Blog - Will it be possible for Israel to be heard?
By Agata Peleszuk | 03/06/2010
Israeli intervention to stop a flotilla with humanitarian aid from entering Gaza Strip without a prior control in Ashdod triggered off as much international anger as the last war with Hamas. The facts arithmetic - death of nine people, arrest and deportation of hundreds of foreigners (including Europeans), announcement of resolute steps in future incidents – ended with Israel's defeat in the battle of images. Will it be possible for Israel to be heard and most of all to be listened? Is there any chance for Europe to recognize Israeli arguments? Probably not. Again.
“Brutal”, “savage”, “piracy”, “excessive force”, “activists treated as illegal immigrants”, “call for boycott and sanction”, “outrage over Israeli aggression” – these are some of headings and fragments of articles in the world press regarding what happened in international waters. The intervention of naval commando proved that protection of national security is for the Jewish state a matter of overriding importance, even in spite of the risk of angering the international community. In response to evident provocation Israeli authorities explained that marines fired in self-defense after facing active and aggressive resistance from Turkish activists. “The goal of the flotilla was to breach [the blockade of Gaza] and not to bring goods, as we would have allowed them to do” - said Beniamin Netanyahu – “If the blockade had been broken, dozens and hundreds more ships carrying weapons could have come”.

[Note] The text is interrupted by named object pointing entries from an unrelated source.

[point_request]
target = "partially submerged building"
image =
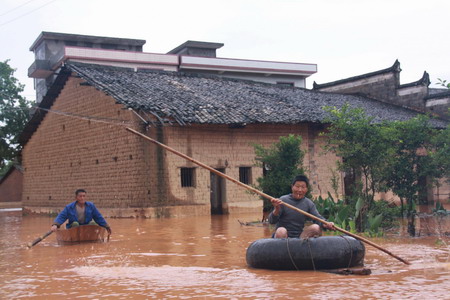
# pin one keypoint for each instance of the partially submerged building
(210, 109)
(384, 85)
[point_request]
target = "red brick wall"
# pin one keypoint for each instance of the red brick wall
(67, 153)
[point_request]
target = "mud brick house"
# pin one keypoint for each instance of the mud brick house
(209, 109)
(11, 187)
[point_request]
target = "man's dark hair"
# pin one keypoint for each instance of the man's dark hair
(301, 178)
(79, 191)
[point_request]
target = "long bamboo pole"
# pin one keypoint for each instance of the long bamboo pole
(31, 244)
(256, 191)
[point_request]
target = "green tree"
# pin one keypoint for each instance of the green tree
(14, 114)
(418, 160)
(441, 155)
(365, 149)
(281, 162)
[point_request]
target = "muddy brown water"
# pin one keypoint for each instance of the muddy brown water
(201, 258)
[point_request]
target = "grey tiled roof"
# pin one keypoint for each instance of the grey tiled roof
(201, 99)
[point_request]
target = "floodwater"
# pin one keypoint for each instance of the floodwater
(198, 258)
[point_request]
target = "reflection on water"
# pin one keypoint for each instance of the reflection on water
(200, 257)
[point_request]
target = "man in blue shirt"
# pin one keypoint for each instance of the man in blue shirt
(80, 212)
(290, 223)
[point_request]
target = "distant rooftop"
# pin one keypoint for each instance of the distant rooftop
(45, 35)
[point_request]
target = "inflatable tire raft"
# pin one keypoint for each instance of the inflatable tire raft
(321, 253)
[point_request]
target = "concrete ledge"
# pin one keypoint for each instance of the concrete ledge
(11, 204)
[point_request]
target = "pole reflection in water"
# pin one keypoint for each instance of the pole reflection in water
(199, 257)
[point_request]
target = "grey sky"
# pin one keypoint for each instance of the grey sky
(343, 37)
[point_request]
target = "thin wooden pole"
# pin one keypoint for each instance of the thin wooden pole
(256, 191)
(31, 244)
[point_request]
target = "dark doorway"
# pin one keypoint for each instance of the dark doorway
(217, 192)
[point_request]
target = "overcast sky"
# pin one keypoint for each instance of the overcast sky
(343, 37)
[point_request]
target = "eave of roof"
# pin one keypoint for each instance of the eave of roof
(394, 68)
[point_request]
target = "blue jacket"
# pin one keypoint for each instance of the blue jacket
(70, 212)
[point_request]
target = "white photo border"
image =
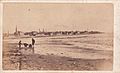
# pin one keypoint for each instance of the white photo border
(116, 58)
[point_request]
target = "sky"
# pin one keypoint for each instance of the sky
(58, 17)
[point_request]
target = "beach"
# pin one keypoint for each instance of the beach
(80, 53)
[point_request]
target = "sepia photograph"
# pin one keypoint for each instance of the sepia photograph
(58, 36)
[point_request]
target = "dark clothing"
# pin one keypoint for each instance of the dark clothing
(20, 44)
(33, 41)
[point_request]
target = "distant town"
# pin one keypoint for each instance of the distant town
(39, 33)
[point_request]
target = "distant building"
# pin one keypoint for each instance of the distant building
(17, 33)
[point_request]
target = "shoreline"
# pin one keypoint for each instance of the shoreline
(53, 62)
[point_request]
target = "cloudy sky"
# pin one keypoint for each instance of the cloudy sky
(57, 16)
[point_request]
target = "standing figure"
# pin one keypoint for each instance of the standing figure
(33, 42)
(19, 44)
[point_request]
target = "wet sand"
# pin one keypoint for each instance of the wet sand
(52, 61)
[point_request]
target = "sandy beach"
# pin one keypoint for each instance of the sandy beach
(58, 59)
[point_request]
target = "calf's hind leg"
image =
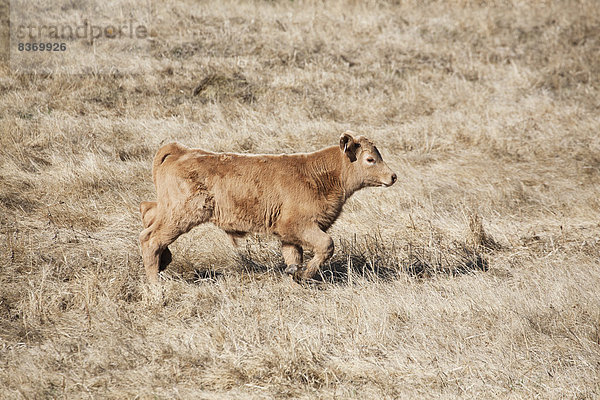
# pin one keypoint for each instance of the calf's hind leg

In the meantime European leaders – declared friends of Israel and adversaries of Hamas – tore Israel to pieces criticizing commando's actions against flotilla. “Friends of Israel - and I count myself a friend of Israel - should be saying to the Israelis that the blockade actually strengthens Hamas's grip on the economy and on Gaza” – commented British Prime Minister David Cameron. President Sarkozy condemned “the disproportionate use of force”. German Chancellor Angela Merkel “urged Netanyahu to lift the blockade on humanitarian grounds”. José Zapatero, Spanish Prime Minister, asked Israel to “give a profound thought” to the incident – “We all wish a secure Israel, but we all wish that there would be no unjustified violence” – said Zapatero. A representative for international relations of the European Union Catherine Ashton declared that “the continued policy of Gaza Strip closure is unacceptable and politically counterproductive”. Vatican's comments focused on a firm criticism for “unnecessary loss of human life”.

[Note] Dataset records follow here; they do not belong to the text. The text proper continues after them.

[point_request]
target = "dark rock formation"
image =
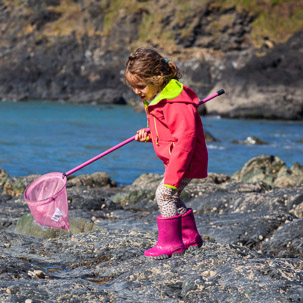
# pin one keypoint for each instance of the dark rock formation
(77, 52)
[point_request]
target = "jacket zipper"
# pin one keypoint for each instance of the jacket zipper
(157, 139)
(170, 147)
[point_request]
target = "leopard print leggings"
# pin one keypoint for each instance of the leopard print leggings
(168, 199)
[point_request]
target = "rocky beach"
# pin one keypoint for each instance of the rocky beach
(251, 224)
(251, 221)
(76, 51)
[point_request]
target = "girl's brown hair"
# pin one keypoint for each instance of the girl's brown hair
(148, 65)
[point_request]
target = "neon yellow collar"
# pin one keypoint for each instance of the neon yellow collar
(172, 90)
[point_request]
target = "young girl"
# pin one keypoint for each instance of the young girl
(177, 135)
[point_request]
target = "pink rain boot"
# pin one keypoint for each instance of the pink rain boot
(169, 238)
(190, 235)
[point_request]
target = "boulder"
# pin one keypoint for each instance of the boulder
(270, 170)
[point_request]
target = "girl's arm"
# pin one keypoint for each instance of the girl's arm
(181, 121)
(142, 135)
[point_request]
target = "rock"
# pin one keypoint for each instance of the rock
(209, 137)
(271, 170)
(268, 87)
(250, 141)
(252, 249)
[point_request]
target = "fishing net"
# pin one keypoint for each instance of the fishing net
(47, 200)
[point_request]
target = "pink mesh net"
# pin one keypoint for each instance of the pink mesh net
(47, 200)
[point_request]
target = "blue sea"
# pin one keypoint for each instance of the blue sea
(42, 137)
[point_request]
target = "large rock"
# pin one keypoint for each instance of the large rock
(271, 170)
(269, 86)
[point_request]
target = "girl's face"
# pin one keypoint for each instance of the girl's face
(145, 91)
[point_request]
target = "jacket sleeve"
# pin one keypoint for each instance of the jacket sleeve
(180, 119)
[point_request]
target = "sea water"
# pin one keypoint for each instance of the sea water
(39, 137)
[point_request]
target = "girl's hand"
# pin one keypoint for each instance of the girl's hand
(141, 135)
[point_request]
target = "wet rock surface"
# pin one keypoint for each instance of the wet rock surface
(252, 251)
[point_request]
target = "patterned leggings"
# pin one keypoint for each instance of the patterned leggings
(168, 199)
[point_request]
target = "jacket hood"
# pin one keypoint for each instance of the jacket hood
(175, 91)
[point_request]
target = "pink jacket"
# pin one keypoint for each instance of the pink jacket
(176, 132)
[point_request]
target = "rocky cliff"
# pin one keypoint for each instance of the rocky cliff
(75, 50)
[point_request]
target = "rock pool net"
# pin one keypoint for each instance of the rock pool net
(47, 200)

Looking back to what happened with a broader context, it seems that all actors of this incident – activists, Turkey as an organizer, Israel as a responder, international community as an observer – had a consolidated narrative and acted accordingly. Having seen an arsenal of various knives, sticks and grenades one can assume that they were not prepared for a Palestinian warm welcome on the Gaza shore. When confronted with an angry mob Israeli commando had one goal – to take control of a situation. Even a general assessment shows that opening fire was the last and unfortunate, but necessary resort. International community, especially the European one, could not react differently. The European opposition to Gaza Strip blockade and dozens of Europeans on flotilla boats (including politicians and intellectuals) determined responses of every single European leader. Lastly the international media was spoon-fed a vivid, catchy and sensational pictures that simply could not be passed over by cameras. Every lesson of the Middle East conflict shows that in the battle of images soldiers with guns are thoroughly beaten by peace activists, regardless of their kind or intention.

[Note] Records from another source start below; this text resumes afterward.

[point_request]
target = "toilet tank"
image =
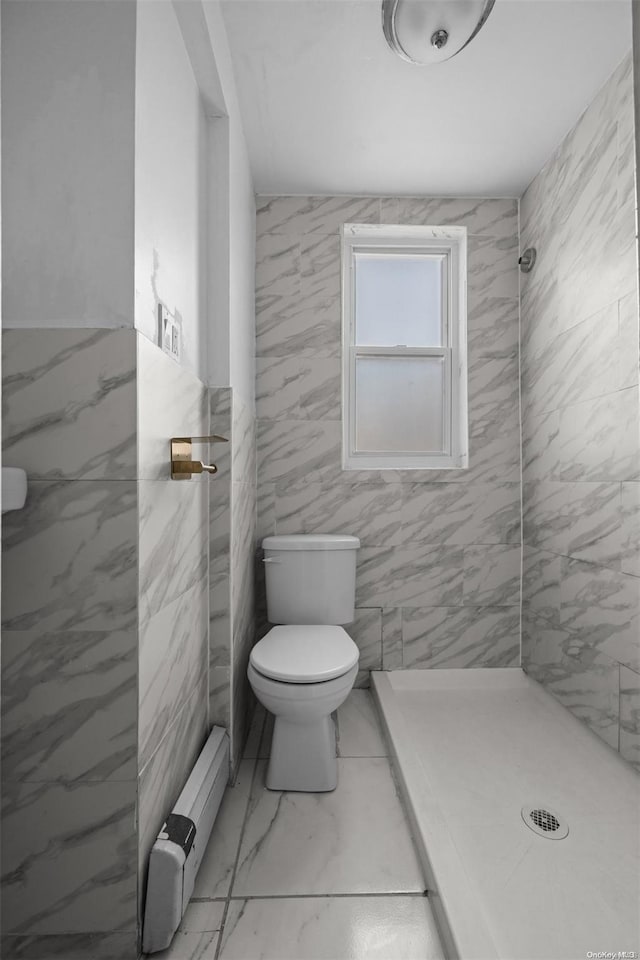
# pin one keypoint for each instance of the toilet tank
(311, 578)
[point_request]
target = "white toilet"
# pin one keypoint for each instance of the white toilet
(303, 670)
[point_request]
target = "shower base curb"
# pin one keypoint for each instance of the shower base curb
(462, 927)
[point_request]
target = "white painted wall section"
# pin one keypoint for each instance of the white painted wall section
(67, 158)
(171, 184)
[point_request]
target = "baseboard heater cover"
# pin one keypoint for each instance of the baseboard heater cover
(177, 853)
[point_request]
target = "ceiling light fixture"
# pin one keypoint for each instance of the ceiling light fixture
(430, 31)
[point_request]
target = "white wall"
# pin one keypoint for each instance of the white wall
(67, 145)
(231, 301)
(171, 184)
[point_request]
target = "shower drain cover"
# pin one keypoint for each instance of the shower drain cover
(545, 822)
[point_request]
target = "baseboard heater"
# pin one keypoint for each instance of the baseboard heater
(177, 853)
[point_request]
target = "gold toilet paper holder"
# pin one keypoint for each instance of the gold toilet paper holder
(182, 465)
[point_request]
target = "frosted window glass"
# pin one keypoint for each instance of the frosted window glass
(399, 404)
(399, 301)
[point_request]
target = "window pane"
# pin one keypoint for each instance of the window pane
(399, 404)
(399, 300)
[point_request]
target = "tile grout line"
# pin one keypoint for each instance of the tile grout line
(316, 896)
(228, 898)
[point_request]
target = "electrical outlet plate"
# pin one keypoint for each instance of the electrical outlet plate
(170, 334)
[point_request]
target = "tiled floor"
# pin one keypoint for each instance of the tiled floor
(294, 876)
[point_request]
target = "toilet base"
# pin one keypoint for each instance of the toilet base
(303, 756)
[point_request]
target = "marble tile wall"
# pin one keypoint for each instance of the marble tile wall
(581, 423)
(105, 632)
(438, 571)
(232, 547)
(173, 599)
(69, 670)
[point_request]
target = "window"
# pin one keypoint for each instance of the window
(404, 394)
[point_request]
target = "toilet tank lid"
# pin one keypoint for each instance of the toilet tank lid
(311, 541)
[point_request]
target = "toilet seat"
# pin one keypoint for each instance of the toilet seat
(305, 653)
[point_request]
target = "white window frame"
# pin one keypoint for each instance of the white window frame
(451, 244)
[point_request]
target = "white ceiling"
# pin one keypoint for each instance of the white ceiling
(328, 108)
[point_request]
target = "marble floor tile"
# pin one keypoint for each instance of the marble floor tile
(71, 946)
(359, 732)
(353, 840)
(460, 637)
(331, 928)
(366, 633)
(216, 869)
(197, 935)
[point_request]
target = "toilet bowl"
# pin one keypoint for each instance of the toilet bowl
(305, 667)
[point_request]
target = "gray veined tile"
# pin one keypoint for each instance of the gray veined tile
(412, 576)
(162, 779)
(70, 557)
(294, 388)
(630, 716)
(600, 608)
(540, 445)
(197, 936)
(461, 637)
(69, 403)
(68, 857)
(69, 705)
(359, 731)
(587, 361)
(491, 575)
(243, 442)
(298, 450)
(493, 388)
(458, 513)
(172, 542)
(488, 217)
(587, 685)
(320, 267)
(598, 439)
(216, 869)
(71, 946)
(631, 529)
(581, 520)
(628, 336)
(543, 643)
(295, 216)
(173, 657)
(370, 511)
(220, 696)
(284, 328)
(351, 928)
(492, 267)
(254, 736)
(277, 265)
(353, 840)
(494, 449)
(266, 507)
(541, 574)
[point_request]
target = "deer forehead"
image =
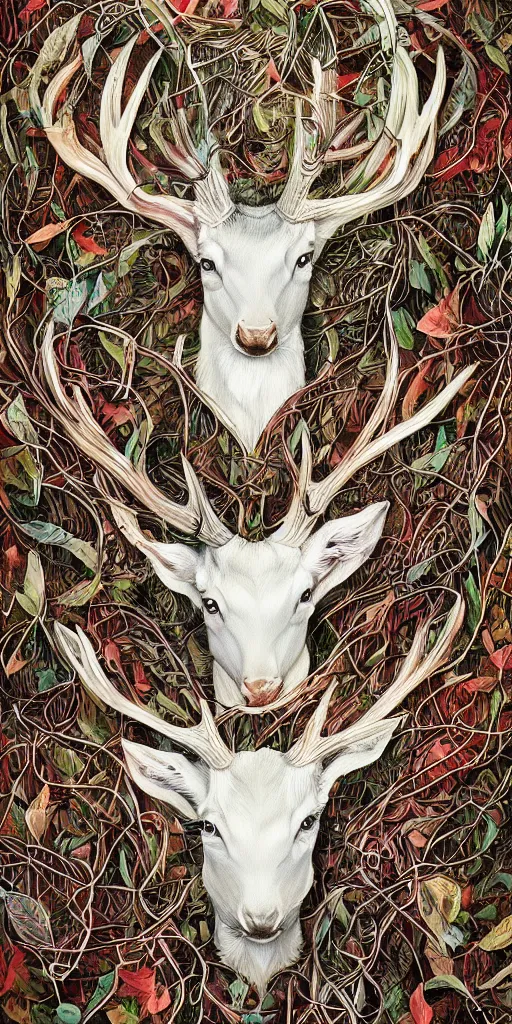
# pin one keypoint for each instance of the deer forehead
(260, 790)
(249, 229)
(261, 567)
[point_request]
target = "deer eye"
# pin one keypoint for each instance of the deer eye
(308, 822)
(208, 264)
(209, 828)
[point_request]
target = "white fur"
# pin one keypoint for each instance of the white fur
(259, 865)
(256, 281)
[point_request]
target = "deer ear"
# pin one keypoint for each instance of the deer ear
(167, 776)
(357, 755)
(176, 565)
(339, 547)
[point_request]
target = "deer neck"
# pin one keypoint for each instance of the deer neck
(227, 692)
(256, 962)
(249, 390)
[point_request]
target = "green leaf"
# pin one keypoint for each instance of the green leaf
(498, 56)
(67, 298)
(47, 532)
(68, 1013)
(103, 988)
(474, 602)
(238, 990)
(33, 597)
(446, 981)
(19, 422)
(403, 323)
(486, 233)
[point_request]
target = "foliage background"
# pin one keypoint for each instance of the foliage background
(410, 918)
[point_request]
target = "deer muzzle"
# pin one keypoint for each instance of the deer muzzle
(261, 691)
(256, 340)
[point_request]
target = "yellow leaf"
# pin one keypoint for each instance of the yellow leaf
(35, 814)
(499, 937)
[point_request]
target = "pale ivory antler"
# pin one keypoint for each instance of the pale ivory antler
(417, 667)
(407, 142)
(212, 197)
(197, 518)
(204, 738)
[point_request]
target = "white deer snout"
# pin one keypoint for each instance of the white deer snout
(261, 925)
(261, 691)
(256, 340)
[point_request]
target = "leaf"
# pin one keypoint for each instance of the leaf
(35, 814)
(29, 919)
(418, 276)
(486, 233)
(68, 300)
(403, 323)
(439, 903)
(33, 597)
(441, 321)
(498, 57)
(422, 1013)
(446, 981)
(48, 231)
(105, 985)
(47, 532)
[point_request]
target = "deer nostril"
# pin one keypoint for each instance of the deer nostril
(256, 340)
(261, 691)
(260, 926)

A phenomena of fighting a psychological warfare is based on images and easily embedded in memory slogans. Therefore conflict situations constitute extremely fertile grounds for the media. Emotionally charged information stops being a presentation of dry facts, but rather a dynamic field of sensations. Headings of the worldwide media after the Gaza flotilla crisis perfectly fell into this context. “Israel attacks Gaza flotilla” by “The Guardian”, “Israel's tough response triggered widespread condemnation across Europe” by “The Independent”, “War of images” by “El País” or “Israel build its opponents a stage” by “Der Spiegel” show how a dominant relation “strong soldier vs. weak activist” is taking shape nearly automatically. The Israeli narrative of firing guns in self-defense and Gaza blockade as a tool of preventing smuggling weapons into Hamas controlled territory was also present in the international media. Short videos by the army enabled the public to see activists attacking soldiers. Some media published commentaries in favor of Israel. One could read in Spanish “El Mundo”: “It was not an attack, it was a defense. It was not a humanitarian mission, it was a propaganda. It was not a crime, it was an incident. (…) Israel must avoid arousing sympathy, it has to survive”. The mentioned text, however, was countered with another commentary by Guillermo Toledo that was a mosaic of such statements: “The history of Zionism in Palestine is the history of imposed; dehumanized and cruel violence; philosophy of terror; state terrorism; the abuse of power, the fist on the table; Israeli soldiers trained to kill without question”.